Novel Metric Using Laplacian Eigenmaps to Evaluate Ischemic Stress on the Torso Surface.

Abstract

The underlying pathophysiology of myocardial ischemia is incompletely understood, resulting in persistent difficulty of diagnosis. This limited understanding of underlying mechanisms encourages a data driven approach, which seeks to identify patterns in the ECG data that can be linked statistically to disease states. Laplacian Eigen-maps (LE) is a dimensionality reduction method popularized in machine learning that we have shown in large animal experiments to identify underlying ischemic stress both earlier in an ischemic episode, and more robustly, than typical clinical markers.
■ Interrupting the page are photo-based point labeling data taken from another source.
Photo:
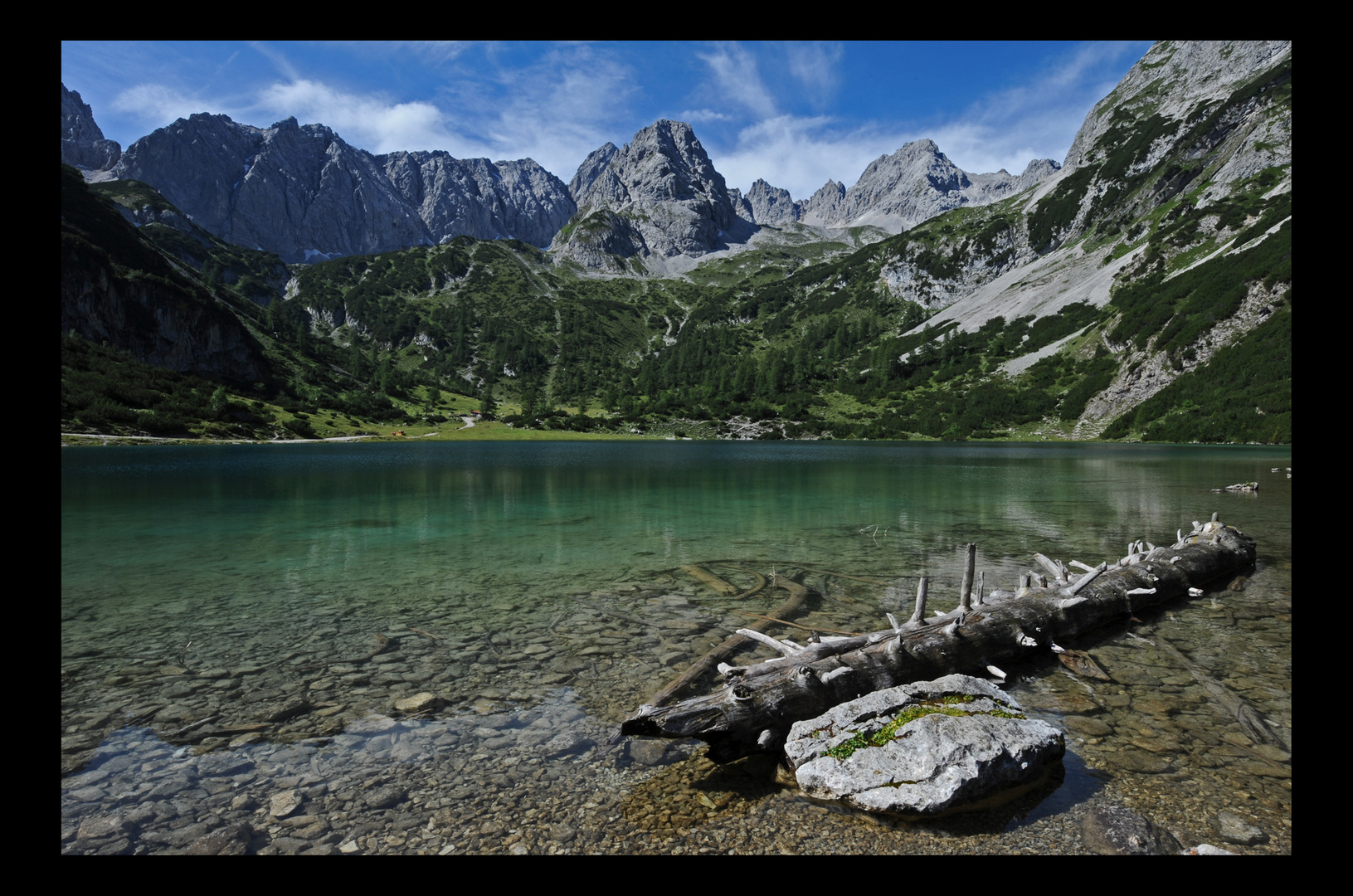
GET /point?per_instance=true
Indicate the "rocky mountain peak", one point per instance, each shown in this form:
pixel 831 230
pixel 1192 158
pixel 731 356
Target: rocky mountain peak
pixel 655 198
pixel 1175 80
pixel 83 144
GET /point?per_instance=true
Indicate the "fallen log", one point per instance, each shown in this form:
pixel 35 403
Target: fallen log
pixel 797 595
pixel 758 704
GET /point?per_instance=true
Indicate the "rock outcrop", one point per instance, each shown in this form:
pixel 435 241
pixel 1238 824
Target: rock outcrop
pixel 304 192
pixel 894 192
pixel 923 748
pixel 83 144
pixel 656 198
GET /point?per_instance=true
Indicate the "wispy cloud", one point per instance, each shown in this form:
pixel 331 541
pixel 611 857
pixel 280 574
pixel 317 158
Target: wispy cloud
pixel 737 80
pixel 372 122
pixel 815 68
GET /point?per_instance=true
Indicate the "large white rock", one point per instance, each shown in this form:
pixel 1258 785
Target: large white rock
pixel 966 743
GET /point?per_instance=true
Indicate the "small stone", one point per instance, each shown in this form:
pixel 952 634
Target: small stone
pixel 424 701
pixel 1233 829
pixel 898 750
pixel 1114 830
pixel 103 827
pixel 566 743
pixel 290 709
pixel 385 797
pixel 285 804
pixel 231 840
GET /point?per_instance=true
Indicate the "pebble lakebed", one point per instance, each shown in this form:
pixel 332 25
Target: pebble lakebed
pixel 514 760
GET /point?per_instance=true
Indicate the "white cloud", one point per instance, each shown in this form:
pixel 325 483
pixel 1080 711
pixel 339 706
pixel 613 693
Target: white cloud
pixel 372 122
pixel 557 110
pixel 154 103
pixel 737 80
pixel 815 68
pixel 701 115
pixel 800 153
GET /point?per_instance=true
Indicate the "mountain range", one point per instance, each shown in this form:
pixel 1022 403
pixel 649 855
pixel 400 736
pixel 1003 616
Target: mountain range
pixel 304 194
pixel 1141 289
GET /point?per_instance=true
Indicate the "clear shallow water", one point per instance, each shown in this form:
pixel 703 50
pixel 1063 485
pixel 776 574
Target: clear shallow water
pixel 282 563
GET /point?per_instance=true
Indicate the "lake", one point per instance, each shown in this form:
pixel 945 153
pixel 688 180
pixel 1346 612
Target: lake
pixel 238 623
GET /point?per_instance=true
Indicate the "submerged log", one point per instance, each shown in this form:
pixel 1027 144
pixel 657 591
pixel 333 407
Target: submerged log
pixel 758 704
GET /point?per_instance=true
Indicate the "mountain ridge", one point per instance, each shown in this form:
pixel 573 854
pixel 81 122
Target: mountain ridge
pixel 1142 293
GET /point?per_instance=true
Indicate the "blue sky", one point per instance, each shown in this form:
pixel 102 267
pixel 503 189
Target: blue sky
pixel 796 114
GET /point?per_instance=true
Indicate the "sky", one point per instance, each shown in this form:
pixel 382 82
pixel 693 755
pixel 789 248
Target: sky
pixel 793 114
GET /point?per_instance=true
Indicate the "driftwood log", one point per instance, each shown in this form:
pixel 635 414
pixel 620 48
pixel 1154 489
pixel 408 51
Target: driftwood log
pixel 758 704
We have now extended this approach to body surface potential mapping (BSPM) recordings acquired during acute, transient ischemia episodes from animal and human PTCA studies. Our previous studies, suggest that the LE approach is sensitive to the spatiotemporal electrocardiographic consequences of ischemia-induced stress within the heart and on the epicardial surface. In this study, we expand this technique to the body surface of animals and humans. Across 10 episodes of induced ischemia in animals and 200 human recordings during PTCA, the LE algorithm was able to detect ischemic events from BSPM as changes in the morphology of the resulting trajectories while maintaining the superior temporal performance the LE-metric has shown previously.